Let us assume that \(a \) and \(b \) are coprime.
In other words,
$$a \wedge b = 1 \Longleftrightarrow PGCD(a , b) = 1 $$
We know from the Bézout's identity that:
$$ \forall (a, b) \in \hspace{0.05em}\mathbb{N}^2, \enspace a > b, $$
$$ \delta = a \wedge b \hspace{0.2em} \Longrightarrow \hspace{0.2em} \exists (u, v) \in \hspace{0.05em}\mathbb{Z}^2, \enspace au + bv = \delta $$
Since we have assumed that \( a \wedge b = 1\), as a result we get:
$$ \forall (a, b) \in\hspace{0.1em}\mathbb{Z}^2, $$
$$ a \wedge b = 1 \Longrightarrow \exists (u, v) \in \hspace{0.05em}\mathbb{Z}^2, \enspace au + bv = 1 $$
Conversely, let now assume that:
$$\exists (u, v) \in\hspace{0.1em}\mathbb{Z}^2, \enspace au + bv = 1 $$
Let consider \( d \), a common divisor of \( a \) and \( b\).
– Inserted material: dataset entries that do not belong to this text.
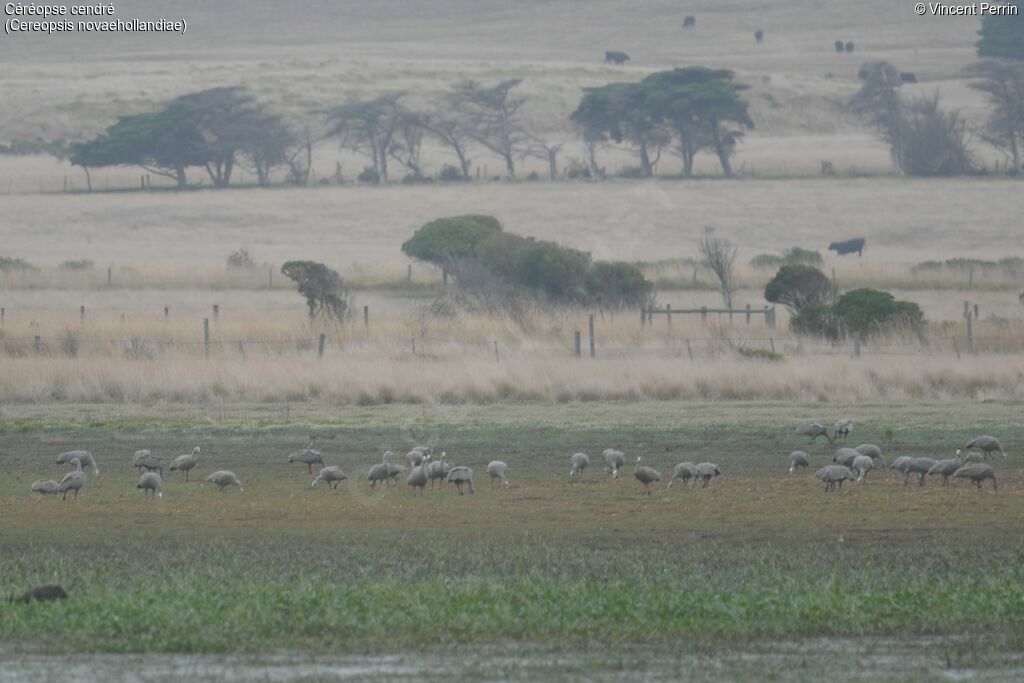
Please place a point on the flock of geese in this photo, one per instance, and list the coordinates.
(854, 464)
(422, 469)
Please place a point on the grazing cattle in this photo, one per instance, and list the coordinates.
(849, 247)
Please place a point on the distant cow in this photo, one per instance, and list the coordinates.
(849, 247)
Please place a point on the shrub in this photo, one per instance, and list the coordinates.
(865, 310)
(78, 264)
(322, 287)
(241, 259)
(445, 241)
(9, 263)
(798, 286)
(451, 173)
(369, 175)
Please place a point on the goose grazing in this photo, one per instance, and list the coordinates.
(185, 463)
(84, 457)
(224, 478)
(987, 444)
(499, 471)
(687, 472)
(418, 478)
(844, 429)
(144, 460)
(45, 486)
(614, 460)
(332, 474)
(580, 462)
(462, 476)
(977, 472)
(437, 470)
(815, 430)
(74, 480)
(151, 481)
(416, 456)
(798, 460)
(645, 475)
(308, 457)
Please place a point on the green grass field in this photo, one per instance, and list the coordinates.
(758, 556)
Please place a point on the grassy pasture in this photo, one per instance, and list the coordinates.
(759, 554)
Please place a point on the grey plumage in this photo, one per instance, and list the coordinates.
(986, 444)
(798, 460)
(307, 456)
(499, 471)
(872, 452)
(645, 475)
(144, 460)
(687, 472)
(945, 469)
(862, 465)
(845, 457)
(74, 480)
(185, 463)
(580, 462)
(462, 476)
(707, 471)
(919, 466)
(815, 430)
(843, 428)
(333, 474)
(224, 478)
(438, 469)
(84, 457)
(418, 477)
(835, 475)
(977, 472)
(151, 481)
(45, 486)
(613, 460)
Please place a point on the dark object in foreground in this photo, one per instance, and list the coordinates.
(42, 594)
(849, 247)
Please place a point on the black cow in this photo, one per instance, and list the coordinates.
(849, 247)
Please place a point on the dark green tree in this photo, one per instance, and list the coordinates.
(1003, 36)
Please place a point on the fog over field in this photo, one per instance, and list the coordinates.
(399, 247)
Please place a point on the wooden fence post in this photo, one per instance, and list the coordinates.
(590, 323)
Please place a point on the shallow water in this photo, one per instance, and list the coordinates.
(834, 659)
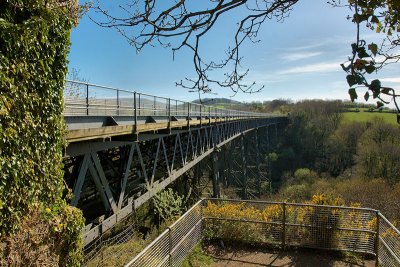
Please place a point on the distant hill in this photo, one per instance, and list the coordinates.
(216, 101)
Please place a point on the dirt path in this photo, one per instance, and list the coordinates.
(267, 257)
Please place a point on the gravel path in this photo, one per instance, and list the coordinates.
(229, 257)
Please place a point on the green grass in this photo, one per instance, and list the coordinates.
(369, 116)
(197, 258)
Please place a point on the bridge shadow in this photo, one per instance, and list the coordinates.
(232, 256)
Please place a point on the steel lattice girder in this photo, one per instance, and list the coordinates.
(125, 174)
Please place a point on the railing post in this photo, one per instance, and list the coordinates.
(135, 110)
(117, 102)
(209, 115)
(87, 99)
(154, 106)
(169, 115)
(169, 247)
(200, 115)
(188, 118)
(377, 239)
(283, 225)
(139, 104)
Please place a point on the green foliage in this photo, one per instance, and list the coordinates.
(168, 204)
(197, 258)
(34, 42)
(379, 152)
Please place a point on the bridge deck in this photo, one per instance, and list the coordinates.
(76, 134)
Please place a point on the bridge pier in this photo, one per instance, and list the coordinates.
(216, 174)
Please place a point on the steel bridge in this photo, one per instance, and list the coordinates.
(125, 146)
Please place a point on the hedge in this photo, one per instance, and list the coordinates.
(34, 43)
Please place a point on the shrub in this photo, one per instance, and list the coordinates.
(34, 42)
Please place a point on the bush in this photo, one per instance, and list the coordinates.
(34, 42)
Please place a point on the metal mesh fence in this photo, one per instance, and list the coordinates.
(330, 227)
(389, 243)
(275, 223)
(174, 244)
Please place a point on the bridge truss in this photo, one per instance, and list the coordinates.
(113, 175)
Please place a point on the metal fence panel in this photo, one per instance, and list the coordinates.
(328, 227)
(389, 243)
(286, 224)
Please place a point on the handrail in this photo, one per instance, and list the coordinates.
(93, 98)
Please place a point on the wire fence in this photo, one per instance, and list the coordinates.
(275, 223)
(84, 99)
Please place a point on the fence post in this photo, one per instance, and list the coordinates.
(283, 224)
(87, 99)
(169, 247)
(188, 118)
(169, 115)
(377, 239)
(154, 106)
(135, 110)
(117, 102)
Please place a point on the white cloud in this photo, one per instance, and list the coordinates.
(312, 68)
(300, 55)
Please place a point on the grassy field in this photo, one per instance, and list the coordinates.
(369, 116)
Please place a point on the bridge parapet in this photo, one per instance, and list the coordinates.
(89, 107)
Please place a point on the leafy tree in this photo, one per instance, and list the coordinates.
(366, 58)
(378, 153)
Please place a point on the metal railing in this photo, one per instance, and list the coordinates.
(84, 99)
(276, 223)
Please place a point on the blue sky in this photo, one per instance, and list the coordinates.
(296, 59)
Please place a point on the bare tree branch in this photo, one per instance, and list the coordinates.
(184, 24)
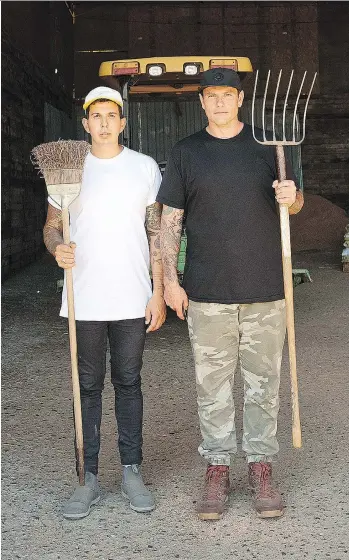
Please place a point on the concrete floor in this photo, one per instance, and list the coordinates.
(37, 432)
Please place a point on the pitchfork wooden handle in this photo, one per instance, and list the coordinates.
(288, 286)
(74, 356)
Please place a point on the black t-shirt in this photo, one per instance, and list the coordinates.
(232, 223)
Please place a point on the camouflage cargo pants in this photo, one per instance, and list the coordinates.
(222, 334)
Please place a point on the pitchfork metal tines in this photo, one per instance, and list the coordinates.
(297, 137)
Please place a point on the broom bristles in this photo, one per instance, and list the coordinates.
(61, 162)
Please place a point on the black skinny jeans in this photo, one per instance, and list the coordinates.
(126, 341)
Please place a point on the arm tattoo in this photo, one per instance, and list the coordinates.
(53, 229)
(170, 239)
(152, 226)
(298, 204)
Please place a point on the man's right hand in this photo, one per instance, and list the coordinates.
(176, 298)
(65, 255)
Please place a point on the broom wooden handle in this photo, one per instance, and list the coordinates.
(288, 287)
(74, 356)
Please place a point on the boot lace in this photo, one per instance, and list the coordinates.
(261, 476)
(216, 483)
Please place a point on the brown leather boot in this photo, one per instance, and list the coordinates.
(215, 494)
(267, 499)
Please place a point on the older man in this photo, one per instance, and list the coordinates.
(226, 185)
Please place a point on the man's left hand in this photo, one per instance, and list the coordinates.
(155, 313)
(285, 192)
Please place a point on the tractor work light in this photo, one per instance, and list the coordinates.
(129, 67)
(230, 63)
(155, 69)
(191, 68)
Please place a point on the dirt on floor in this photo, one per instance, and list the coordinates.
(37, 433)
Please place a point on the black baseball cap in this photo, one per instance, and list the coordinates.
(220, 77)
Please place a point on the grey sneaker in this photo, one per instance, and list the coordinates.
(83, 498)
(133, 489)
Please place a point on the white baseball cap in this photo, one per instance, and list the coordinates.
(103, 92)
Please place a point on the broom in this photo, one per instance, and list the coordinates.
(61, 165)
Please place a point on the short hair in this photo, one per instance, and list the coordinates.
(87, 112)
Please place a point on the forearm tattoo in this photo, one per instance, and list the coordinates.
(170, 240)
(298, 203)
(152, 226)
(53, 229)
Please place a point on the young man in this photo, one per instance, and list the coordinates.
(226, 185)
(109, 222)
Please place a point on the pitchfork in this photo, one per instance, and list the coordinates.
(285, 224)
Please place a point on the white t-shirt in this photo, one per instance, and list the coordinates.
(111, 275)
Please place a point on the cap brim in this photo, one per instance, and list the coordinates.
(86, 105)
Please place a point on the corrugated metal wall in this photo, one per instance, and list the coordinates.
(155, 126)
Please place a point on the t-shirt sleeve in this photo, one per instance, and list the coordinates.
(53, 203)
(155, 184)
(172, 190)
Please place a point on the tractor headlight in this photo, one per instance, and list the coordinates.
(191, 69)
(155, 69)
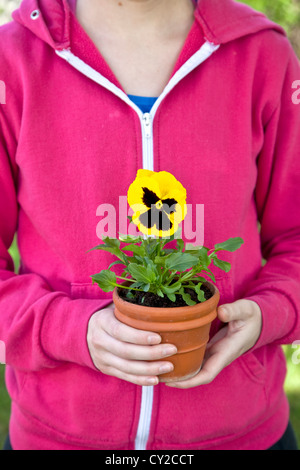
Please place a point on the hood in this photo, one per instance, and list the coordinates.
(222, 21)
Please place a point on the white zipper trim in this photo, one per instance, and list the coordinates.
(146, 120)
(143, 430)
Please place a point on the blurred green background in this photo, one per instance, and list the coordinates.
(286, 13)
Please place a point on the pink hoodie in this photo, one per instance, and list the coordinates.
(70, 140)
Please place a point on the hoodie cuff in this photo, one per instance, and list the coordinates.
(278, 317)
(64, 329)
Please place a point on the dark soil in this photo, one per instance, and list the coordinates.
(147, 299)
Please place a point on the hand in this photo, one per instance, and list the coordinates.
(121, 351)
(244, 322)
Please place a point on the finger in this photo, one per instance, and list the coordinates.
(138, 368)
(217, 357)
(235, 311)
(136, 352)
(122, 332)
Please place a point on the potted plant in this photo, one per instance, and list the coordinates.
(164, 288)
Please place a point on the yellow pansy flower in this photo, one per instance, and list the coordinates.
(158, 201)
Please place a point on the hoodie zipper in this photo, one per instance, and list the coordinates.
(146, 120)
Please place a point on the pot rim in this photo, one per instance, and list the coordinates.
(160, 313)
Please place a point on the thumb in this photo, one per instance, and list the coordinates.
(231, 312)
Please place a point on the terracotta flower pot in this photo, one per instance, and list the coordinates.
(186, 327)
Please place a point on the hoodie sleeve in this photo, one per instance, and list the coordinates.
(277, 287)
(39, 327)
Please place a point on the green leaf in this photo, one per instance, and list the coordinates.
(180, 244)
(112, 246)
(142, 273)
(114, 263)
(159, 292)
(138, 250)
(106, 280)
(171, 297)
(232, 244)
(224, 265)
(187, 298)
(172, 288)
(199, 292)
(181, 261)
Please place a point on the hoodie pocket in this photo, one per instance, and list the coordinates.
(253, 365)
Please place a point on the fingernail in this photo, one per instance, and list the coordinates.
(152, 381)
(166, 368)
(170, 351)
(154, 339)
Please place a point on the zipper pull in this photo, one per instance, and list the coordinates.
(147, 124)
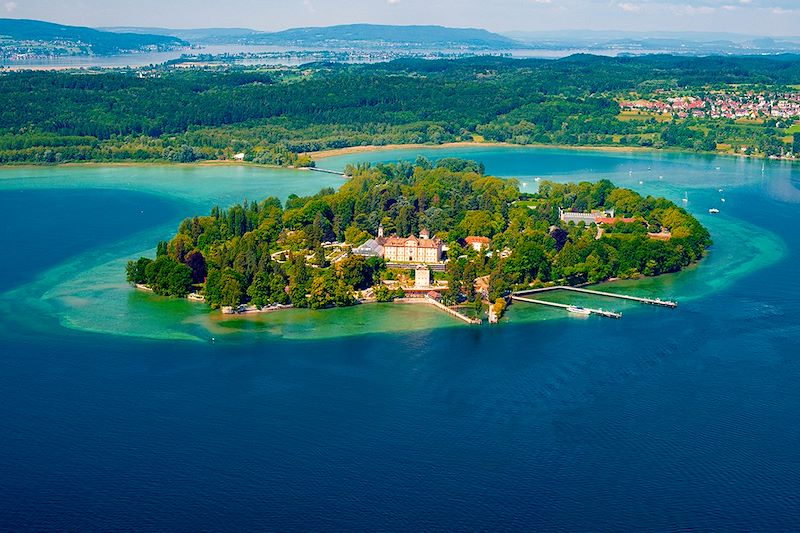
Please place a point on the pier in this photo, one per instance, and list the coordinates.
(648, 301)
(326, 171)
(452, 312)
(599, 312)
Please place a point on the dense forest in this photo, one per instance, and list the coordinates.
(273, 115)
(269, 253)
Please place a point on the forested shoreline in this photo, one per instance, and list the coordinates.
(273, 116)
(268, 252)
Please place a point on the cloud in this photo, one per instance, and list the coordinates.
(629, 8)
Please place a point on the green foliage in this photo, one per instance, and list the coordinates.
(164, 275)
(265, 253)
(186, 116)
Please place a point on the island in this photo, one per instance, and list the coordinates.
(443, 232)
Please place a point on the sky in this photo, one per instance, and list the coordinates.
(754, 17)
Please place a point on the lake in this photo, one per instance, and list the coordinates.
(117, 412)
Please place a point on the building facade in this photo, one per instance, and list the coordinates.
(422, 249)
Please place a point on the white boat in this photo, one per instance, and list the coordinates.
(578, 310)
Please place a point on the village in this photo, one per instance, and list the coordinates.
(722, 104)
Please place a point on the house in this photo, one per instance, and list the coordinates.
(411, 249)
(371, 248)
(586, 218)
(477, 243)
(422, 277)
(614, 220)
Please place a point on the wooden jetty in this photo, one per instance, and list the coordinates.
(599, 312)
(449, 310)
(648, 301)
(327, 171)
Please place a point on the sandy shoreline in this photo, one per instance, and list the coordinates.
(335, 152)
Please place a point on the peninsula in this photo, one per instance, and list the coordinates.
(189, 110)
(442, 231)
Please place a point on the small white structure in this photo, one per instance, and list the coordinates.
(422, 277)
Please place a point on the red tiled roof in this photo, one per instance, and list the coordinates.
(606, 220)
(400, 242)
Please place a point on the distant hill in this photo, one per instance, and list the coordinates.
(87, 40)
(192, 35)
(344, 35)
(695, 43)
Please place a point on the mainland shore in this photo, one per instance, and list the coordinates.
(336, 152)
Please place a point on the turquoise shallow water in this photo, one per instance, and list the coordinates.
(118, 414)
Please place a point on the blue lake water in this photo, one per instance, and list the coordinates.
(117, 413)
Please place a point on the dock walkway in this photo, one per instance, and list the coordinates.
(648, 301)
(326, 171)
(430, 301)
(599, 312)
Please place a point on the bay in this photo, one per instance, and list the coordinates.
(117, 413)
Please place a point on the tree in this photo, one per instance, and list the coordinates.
(197, 263)
(260, 291)
(230, 288)
(136, 271)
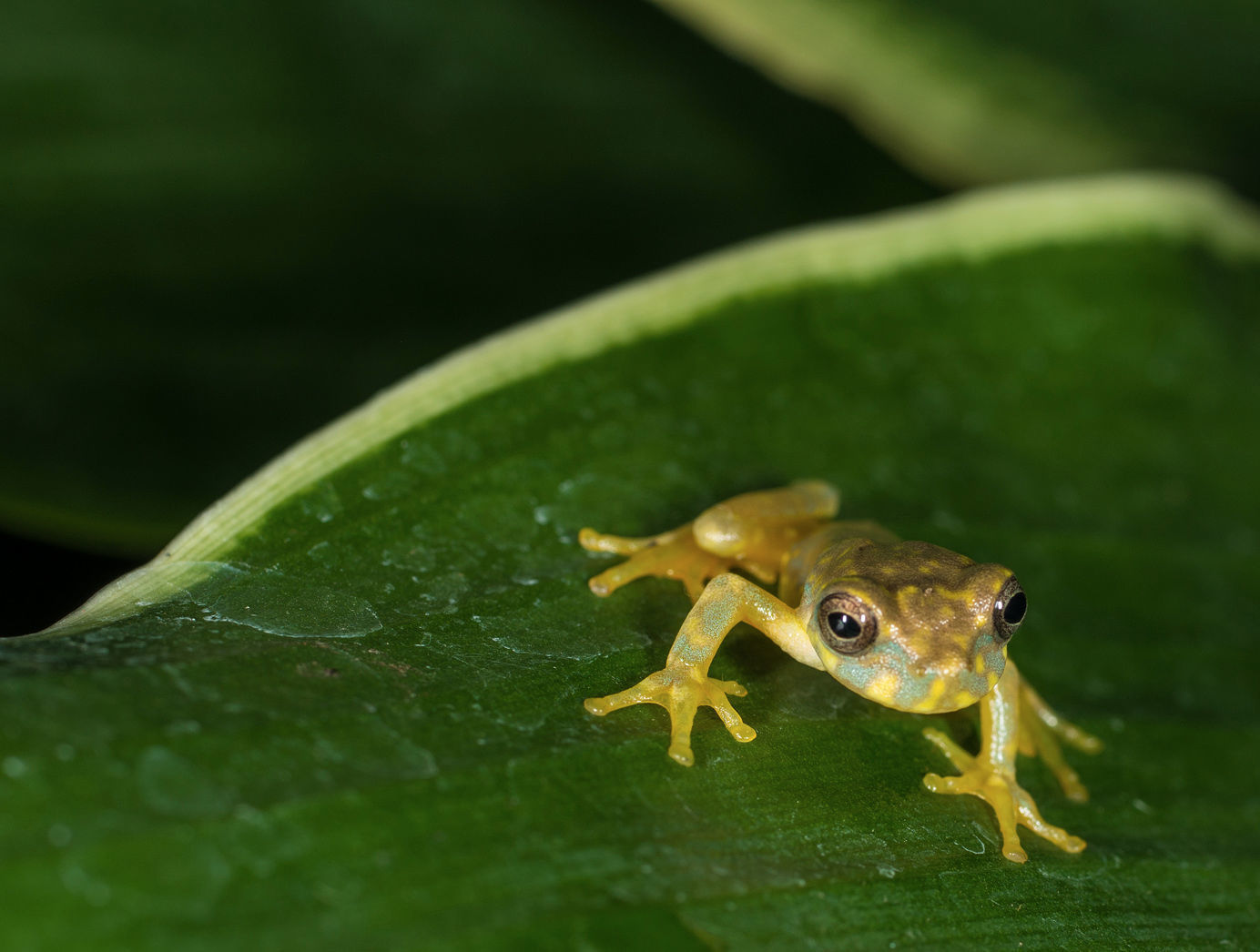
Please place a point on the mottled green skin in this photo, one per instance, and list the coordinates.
(906, 623)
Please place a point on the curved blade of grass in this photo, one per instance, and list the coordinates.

We know from the properties of divisibility that:
$$ \forall a \in (\mathbb{Z}^*), \enspace \forall (b , c) \in \hspace{0.05em} \mathbb{Z}^2, \enspace \exists (u , v) \in\hspace{0.1em}\mathbb{Z}^2, $$
$$ a/b \enspace et \enspace a/c \hspace{0.2em} \Longrightarrow \hspace{0.2em} a/(ub + vc) $$
\( d \) being a common divisor of \( a \) and \( b\), it divides \( a \), \( b \) as well as all the linear combinations of \( a \) and \( b \).
$$ d/a \enspace and \enspace d/b \hspace{0.2em} \Longrightarrow \hspace{0.2em} d/(au + bv) $$
Well, \(au + bv = 1\), so \( d / 1\).
The only number which divides \( 1\) is itself, then \( d = 1\).
It is the only common divisor of \( a \) and \( b\), so \( a \wedge b = 1 \).
$$ a \wedge b = 1 $$
Thus,
$$ \forall (a, b) \in\hspace{0.1em}\mathbb{Z}^2, $$
$$ \exists (u, v) \in\hspace{0.1em}\mathbb{Z}^2, \enspace au + bv = 1 \Longrightarrow a \wedge b = 1 $$
And as a result of both implications,
$$ \forall (a, b) \in \hspace{0.05em}\mathbb{Z}^2, $$
$$ a \wedge b = 1 \Longleftrightarrow \exists (u, v) \in \hspace{0.05em}\mathbb{Z}^2, \enspace au + bv = 1 \qquad (Bézout) $$
Let \((a, b, c) \in \hspace{0.05em} \mathbb{Z}^3 \) be three integers.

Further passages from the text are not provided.